Would this disappearance (or submergence below the awareness level) of programming skills be a bad thing? Not really. Technological progress has rendered many jobs obsolete over the centuries and humanity has coped very well.

Also, there would still be a need for people having extremely high levels of programming ability, just as there are professions that need extremely high levels of writing/communication ability - think copywriters or diplomats. The folks who focus on algorithms and networks and compilers and other 'deep programming' would probably survive just fine.

Of course the writing analogy can't be stretched too far. Documents are created by one person or a few people at most, over fairly short periods of time. Most significant programming projects involve large groups of people working on the same codebase for significant amounts of time, sometimes decades. The main challenges (as measured in terms of completion and impact of the project) are about people issues - how to hire them, how to retain them, how to make them work together.

And this organizational difficulty of managing large groups of people and getting them to build something coherent is the space in which, at present, many snake oil vendors (think "lean " or agile") thrive. The presence of snake oil is often an indicator of a fundamental and intractable problem. So even if a large number of people knew how to program, the organizational aspects will need hands on resolution. Thus the "project manager" type person would be alive and well. The VB/j2ee/dotNet folks are the ones who'd disappear.

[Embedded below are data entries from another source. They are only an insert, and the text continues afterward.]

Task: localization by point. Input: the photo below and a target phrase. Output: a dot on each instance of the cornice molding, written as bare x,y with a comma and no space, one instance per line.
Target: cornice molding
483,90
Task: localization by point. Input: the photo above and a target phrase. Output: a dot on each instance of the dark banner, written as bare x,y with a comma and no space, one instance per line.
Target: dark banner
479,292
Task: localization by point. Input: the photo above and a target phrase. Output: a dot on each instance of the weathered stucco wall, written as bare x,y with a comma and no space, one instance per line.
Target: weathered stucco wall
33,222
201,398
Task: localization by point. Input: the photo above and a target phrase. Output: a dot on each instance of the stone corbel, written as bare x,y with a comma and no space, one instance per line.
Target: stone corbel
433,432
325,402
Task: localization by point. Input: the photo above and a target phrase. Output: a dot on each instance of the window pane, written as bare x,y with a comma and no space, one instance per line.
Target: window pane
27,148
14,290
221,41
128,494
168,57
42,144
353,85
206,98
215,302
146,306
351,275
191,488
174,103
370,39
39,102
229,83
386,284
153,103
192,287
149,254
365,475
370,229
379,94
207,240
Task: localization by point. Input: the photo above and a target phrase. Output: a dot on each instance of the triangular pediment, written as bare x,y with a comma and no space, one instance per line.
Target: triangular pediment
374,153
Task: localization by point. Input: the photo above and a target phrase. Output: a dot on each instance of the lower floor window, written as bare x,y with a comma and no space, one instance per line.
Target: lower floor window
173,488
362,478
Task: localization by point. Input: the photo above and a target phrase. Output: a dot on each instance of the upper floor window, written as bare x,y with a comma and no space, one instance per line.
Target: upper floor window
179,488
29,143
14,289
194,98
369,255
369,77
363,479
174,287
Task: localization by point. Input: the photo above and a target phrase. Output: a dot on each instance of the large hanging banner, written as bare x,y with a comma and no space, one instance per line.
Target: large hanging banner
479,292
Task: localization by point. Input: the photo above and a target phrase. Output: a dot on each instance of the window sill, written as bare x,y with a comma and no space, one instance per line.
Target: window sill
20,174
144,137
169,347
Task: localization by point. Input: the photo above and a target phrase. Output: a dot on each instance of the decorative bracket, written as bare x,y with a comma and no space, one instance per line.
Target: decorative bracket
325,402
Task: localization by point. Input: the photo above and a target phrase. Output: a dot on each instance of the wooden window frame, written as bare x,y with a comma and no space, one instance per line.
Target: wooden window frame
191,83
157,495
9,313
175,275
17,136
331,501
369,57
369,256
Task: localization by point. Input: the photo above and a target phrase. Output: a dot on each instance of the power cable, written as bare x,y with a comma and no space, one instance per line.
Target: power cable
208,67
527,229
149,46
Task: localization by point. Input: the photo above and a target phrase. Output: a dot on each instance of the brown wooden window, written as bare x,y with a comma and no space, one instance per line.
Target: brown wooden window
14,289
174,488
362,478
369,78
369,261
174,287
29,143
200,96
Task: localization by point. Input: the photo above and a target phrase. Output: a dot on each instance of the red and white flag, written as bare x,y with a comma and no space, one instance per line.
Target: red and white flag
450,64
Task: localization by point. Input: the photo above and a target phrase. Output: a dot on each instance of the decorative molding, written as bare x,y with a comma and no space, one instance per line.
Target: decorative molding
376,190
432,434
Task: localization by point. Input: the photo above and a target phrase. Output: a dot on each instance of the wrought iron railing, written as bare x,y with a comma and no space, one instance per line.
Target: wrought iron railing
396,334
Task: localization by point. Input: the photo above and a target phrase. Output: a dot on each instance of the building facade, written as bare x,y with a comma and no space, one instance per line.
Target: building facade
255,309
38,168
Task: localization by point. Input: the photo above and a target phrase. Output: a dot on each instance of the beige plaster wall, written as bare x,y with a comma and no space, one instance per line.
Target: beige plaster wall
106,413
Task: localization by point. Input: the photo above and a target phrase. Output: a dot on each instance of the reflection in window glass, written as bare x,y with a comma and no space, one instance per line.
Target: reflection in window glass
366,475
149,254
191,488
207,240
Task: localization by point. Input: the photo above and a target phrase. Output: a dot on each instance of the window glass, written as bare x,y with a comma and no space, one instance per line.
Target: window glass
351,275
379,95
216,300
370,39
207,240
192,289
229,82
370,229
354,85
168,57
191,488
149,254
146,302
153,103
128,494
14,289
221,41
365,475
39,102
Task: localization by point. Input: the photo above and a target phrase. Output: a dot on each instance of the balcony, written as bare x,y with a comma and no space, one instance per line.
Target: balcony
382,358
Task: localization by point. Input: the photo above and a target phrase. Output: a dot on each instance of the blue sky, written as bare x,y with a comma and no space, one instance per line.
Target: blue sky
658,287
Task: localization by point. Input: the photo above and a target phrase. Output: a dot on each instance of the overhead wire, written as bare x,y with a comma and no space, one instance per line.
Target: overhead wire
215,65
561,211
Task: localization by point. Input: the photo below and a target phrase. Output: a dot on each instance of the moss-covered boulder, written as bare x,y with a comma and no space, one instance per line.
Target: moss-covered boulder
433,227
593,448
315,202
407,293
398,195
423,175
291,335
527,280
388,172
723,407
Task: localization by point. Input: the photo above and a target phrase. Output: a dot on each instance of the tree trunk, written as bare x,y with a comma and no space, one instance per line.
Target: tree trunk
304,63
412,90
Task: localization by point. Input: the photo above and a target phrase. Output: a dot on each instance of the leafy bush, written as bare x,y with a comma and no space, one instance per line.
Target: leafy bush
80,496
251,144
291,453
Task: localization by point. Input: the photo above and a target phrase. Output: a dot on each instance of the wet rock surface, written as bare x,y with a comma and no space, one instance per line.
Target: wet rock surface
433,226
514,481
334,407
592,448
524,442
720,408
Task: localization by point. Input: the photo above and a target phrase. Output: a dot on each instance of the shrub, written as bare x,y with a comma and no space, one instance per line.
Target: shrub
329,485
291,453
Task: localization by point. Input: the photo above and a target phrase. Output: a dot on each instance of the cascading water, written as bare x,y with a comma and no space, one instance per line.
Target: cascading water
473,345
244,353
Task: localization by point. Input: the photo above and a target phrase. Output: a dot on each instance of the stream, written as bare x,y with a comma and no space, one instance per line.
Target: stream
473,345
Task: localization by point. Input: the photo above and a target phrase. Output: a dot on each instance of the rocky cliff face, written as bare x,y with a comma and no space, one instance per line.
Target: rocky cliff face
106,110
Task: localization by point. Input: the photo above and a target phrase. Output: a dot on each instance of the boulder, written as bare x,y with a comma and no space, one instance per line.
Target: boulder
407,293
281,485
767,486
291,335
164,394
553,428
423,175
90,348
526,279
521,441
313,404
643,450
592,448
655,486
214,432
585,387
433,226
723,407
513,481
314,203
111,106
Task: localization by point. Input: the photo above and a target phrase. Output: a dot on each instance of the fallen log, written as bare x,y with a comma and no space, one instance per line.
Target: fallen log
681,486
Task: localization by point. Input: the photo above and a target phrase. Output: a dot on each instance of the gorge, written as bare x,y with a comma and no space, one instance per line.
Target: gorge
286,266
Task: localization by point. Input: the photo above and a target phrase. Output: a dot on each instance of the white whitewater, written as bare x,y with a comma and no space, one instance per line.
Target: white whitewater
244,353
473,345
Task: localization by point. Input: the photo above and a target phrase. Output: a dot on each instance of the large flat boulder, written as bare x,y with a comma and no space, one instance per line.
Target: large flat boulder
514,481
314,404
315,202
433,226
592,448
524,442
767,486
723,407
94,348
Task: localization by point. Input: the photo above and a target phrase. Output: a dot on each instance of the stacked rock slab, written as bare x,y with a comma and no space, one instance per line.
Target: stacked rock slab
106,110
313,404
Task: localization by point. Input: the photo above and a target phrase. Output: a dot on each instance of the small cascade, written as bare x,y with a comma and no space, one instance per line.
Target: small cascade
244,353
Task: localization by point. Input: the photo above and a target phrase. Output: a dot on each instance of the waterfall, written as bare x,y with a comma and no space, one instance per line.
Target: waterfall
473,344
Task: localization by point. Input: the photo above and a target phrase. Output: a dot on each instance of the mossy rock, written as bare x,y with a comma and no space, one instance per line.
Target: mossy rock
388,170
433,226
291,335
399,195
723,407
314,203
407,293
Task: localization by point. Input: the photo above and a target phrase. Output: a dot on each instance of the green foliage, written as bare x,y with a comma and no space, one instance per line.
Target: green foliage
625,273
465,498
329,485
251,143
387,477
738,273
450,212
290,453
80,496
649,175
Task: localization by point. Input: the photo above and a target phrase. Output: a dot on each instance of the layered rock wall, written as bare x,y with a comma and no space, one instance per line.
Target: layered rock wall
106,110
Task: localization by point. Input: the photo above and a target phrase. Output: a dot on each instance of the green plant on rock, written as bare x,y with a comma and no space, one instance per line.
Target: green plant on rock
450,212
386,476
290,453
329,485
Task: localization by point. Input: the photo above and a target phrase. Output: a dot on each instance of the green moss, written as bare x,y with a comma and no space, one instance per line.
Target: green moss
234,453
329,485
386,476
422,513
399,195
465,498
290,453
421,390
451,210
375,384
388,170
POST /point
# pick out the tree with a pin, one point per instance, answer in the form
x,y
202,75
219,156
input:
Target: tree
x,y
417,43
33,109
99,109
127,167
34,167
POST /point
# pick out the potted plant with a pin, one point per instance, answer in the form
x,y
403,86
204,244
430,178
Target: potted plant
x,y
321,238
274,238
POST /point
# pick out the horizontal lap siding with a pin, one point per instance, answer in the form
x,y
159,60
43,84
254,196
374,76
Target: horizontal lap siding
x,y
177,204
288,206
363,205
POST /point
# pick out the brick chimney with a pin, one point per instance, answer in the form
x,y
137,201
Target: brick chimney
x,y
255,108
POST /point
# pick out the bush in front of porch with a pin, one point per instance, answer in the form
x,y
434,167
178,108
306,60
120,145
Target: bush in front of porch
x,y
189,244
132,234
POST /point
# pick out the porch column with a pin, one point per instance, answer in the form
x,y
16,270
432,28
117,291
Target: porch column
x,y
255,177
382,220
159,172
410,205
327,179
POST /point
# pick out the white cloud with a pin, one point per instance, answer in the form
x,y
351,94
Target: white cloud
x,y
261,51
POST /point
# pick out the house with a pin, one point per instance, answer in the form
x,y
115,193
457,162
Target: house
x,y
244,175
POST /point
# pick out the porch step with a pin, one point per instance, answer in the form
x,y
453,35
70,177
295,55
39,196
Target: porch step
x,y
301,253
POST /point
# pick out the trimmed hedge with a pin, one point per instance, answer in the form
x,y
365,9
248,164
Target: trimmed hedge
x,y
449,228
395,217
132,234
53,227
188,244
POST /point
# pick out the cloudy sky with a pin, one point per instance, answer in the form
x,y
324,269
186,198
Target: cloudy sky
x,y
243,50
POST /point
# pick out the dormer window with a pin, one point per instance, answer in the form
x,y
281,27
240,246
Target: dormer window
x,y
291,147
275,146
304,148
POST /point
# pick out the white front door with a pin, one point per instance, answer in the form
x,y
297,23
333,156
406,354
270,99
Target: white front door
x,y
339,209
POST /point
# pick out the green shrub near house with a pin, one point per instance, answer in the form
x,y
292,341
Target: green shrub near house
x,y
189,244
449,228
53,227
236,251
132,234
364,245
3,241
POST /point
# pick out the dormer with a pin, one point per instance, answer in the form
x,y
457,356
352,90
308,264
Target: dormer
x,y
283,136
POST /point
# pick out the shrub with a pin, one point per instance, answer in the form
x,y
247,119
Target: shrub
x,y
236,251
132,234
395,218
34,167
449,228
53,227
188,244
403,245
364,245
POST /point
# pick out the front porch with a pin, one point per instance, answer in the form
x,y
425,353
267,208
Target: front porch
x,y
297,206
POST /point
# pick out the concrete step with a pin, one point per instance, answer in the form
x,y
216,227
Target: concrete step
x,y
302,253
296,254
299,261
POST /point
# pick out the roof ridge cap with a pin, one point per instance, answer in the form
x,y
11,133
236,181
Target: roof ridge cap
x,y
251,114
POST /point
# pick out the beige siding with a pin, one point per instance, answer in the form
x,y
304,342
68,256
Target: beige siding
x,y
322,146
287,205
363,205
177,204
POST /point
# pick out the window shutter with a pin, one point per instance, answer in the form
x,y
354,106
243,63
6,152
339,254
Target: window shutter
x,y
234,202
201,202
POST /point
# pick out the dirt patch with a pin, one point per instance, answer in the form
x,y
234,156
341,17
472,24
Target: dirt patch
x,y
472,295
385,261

But is the "manager dude" the only evolutionary path available to code jocks? I think not. For example, the world of science and engineering (modulo software "engineering") would still be open. Yes, there would need to be a lot of study - mathematics and statistics and the sciences and particular engineering domains - you won't be able to grab a book called "Java X.Y in 24 hours" and get a well paying job. People wouldn't be able to make money doing the equivalent of writing other people's letters for them. But I suspect there will be a lot of fascinating problems to solve, even in our imaginary world.

Even in a world where everyone codes, the "path of the suit" would still remain the Dark Side. You would still need to think long and hard and try to balance gain and loss before setting out on that path.